Bruxelles précise, comme il est de règle, avoir informé les sociétés concernées et les autorités de concurrence des Etats membres de l'ouverture formelle d'une procédure.

Ceci signifie que la «Commission traitera cette affaire de façon prioritaire, mais ne préjuge en rien des conclusions de l'enquête», prend-elle soin de préciser.

La durée de ce genre d'enquête varie en fonction de différents éléments, «dont la complexité de l'affaire, le degré de coopération des entreprises concernées avec la Commission et l'exercice des droits de la défense», rappelle-t-elle.

«Nous sommes sereins sur la réalité de la concurrence en France», a affirmé une porte-parole de Suez Environnement. Avant d’ajouter que le groupe allait «continuer à collaborer pleinement avec les services de la concurrence de la Commission européenne qui ont la charge de cette enquête».

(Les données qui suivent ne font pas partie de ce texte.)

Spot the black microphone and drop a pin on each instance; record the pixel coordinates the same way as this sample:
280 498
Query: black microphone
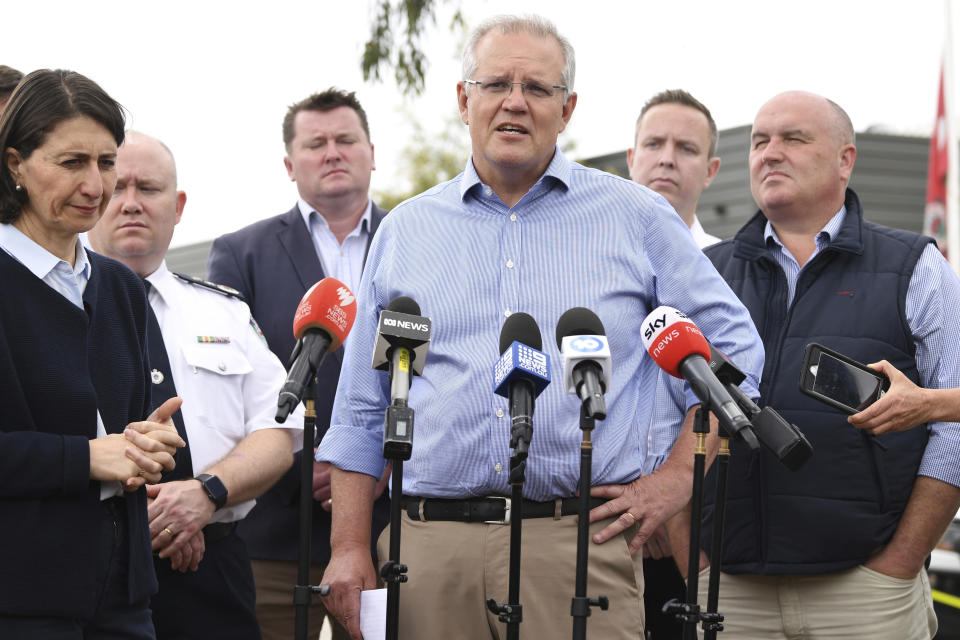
401 348
521 373
782 438
586 359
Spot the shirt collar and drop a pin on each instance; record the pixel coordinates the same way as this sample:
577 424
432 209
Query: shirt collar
823 237
558 170
38 260
161 280
307 211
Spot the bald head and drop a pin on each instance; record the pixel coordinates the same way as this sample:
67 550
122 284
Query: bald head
134 138
801 159
137 226
830 114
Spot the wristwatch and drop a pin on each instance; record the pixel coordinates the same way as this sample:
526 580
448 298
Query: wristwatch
215 489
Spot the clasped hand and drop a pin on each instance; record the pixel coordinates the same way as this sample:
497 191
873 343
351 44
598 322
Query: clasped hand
141 453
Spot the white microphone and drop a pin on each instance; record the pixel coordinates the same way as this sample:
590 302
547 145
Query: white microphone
585 352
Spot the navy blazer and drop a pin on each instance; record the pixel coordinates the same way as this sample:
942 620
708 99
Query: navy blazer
59 365
272 263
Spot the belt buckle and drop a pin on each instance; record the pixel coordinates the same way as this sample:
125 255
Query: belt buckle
506 510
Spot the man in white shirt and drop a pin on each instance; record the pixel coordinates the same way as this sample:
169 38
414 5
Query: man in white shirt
674 153
205 341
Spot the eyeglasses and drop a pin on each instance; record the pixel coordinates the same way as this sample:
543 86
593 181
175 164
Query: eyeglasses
503 88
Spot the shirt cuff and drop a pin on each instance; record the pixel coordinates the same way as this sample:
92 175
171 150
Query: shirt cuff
353 449
940 458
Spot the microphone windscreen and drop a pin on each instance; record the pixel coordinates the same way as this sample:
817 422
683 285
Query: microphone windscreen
578 321
404 304
328 306
670 337
520 327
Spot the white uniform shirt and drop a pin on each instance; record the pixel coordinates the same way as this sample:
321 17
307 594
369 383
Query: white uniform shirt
700 236
229 380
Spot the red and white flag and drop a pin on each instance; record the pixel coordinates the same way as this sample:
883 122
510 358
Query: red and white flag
934 213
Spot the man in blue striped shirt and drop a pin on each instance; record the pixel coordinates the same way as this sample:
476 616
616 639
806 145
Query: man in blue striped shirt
521 229
837 548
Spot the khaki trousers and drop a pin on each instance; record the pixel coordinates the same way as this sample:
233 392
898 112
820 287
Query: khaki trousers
857 603
275 609
455 566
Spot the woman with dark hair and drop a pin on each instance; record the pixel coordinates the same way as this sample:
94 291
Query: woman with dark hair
75 449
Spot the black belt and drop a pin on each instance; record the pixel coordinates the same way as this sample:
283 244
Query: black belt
218 531
492 510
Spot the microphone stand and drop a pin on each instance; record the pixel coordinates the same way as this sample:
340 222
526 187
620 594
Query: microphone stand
303 591
688 612
712 619
521 433
392 571
580 605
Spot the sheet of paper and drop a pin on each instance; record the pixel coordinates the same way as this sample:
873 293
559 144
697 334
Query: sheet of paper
373 614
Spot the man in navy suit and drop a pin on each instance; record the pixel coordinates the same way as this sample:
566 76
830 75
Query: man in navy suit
272 263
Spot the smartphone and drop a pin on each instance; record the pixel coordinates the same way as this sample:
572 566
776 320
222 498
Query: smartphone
839 381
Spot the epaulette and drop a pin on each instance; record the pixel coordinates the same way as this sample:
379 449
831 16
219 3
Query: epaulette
213 286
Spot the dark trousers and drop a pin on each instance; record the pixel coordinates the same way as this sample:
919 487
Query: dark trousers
215 601
115 618
663 582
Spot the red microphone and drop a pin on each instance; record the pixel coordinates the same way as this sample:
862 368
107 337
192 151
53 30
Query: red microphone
678 347
328 306
320 325
669 337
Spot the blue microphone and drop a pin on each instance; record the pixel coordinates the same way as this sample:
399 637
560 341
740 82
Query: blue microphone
521 373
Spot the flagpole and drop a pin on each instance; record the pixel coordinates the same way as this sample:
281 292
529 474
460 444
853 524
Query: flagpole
953 178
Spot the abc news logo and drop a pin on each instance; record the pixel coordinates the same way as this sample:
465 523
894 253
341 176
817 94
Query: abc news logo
422 327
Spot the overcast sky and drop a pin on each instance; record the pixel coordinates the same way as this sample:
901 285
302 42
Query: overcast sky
213 79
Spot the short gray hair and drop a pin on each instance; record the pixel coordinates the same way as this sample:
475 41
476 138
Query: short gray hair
843 124
534 25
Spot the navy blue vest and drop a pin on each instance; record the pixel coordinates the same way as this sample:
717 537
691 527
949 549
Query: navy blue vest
846 501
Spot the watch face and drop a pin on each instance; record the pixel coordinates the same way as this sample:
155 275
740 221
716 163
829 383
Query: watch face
215 489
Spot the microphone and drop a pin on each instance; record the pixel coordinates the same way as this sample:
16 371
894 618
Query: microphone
586 359
679 348
320 325
782 438
401 348
521 373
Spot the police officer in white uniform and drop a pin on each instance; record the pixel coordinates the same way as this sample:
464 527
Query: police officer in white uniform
211 354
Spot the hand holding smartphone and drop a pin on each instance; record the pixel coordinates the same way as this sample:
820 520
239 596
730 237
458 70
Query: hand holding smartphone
839 381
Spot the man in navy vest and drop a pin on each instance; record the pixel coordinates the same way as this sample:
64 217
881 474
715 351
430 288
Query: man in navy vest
837 548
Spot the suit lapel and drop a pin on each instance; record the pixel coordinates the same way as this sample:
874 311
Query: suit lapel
295 238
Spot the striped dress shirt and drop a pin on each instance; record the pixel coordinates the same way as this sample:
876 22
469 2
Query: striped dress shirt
578 237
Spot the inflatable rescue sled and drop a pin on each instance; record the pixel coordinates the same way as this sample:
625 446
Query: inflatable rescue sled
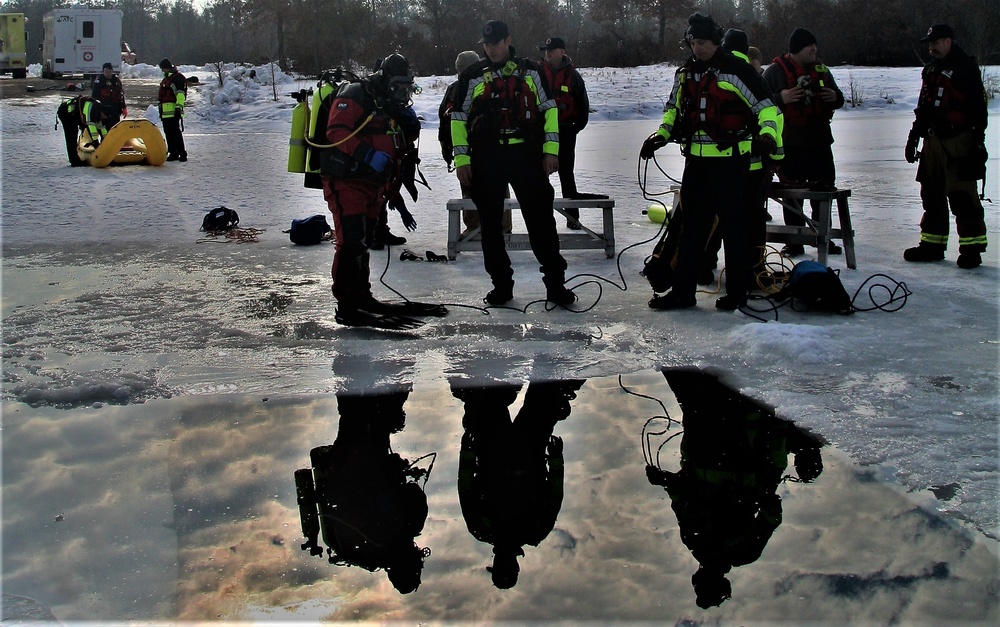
129 141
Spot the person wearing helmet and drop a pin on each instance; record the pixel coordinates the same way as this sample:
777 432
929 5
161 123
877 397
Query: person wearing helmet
108 89
372 129
172 97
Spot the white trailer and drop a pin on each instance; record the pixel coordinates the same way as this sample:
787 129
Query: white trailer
79 40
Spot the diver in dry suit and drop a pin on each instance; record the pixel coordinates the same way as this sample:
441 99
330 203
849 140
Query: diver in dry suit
372 130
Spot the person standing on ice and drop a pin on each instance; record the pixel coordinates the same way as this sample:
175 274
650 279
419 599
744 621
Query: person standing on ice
567 88
371 129
805 91
172 96
505 131
108 89
720 110
951 118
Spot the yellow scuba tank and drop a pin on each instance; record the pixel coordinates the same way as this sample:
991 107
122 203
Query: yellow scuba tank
297 140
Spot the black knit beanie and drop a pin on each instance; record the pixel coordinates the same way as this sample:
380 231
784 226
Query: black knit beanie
800 39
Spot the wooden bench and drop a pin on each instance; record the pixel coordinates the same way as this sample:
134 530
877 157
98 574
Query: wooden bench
816 232
584 238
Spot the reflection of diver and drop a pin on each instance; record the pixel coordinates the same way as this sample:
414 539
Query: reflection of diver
510 474
734 452
370 504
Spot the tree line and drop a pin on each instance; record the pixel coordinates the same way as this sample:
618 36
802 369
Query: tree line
307 36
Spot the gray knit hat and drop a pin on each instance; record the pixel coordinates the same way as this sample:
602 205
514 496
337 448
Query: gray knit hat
465 59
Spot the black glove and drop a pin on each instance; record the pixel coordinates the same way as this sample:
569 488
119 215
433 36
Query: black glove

De son côté, une porte-parole de Veolia Environnement n'a pas souhaité faire de commentaires.

Contactée par l'AFP, la Saur n'avait pas réagi dans la matinée.
 
A la Bourse de Paris, les titres Veolia et Suez Environnement étaient à la peine, perdant respectivement 3,06% à 8,35 € et 2,42% à 9,16 €, dans un marché en hausse de 0,65% à 11 heures 16.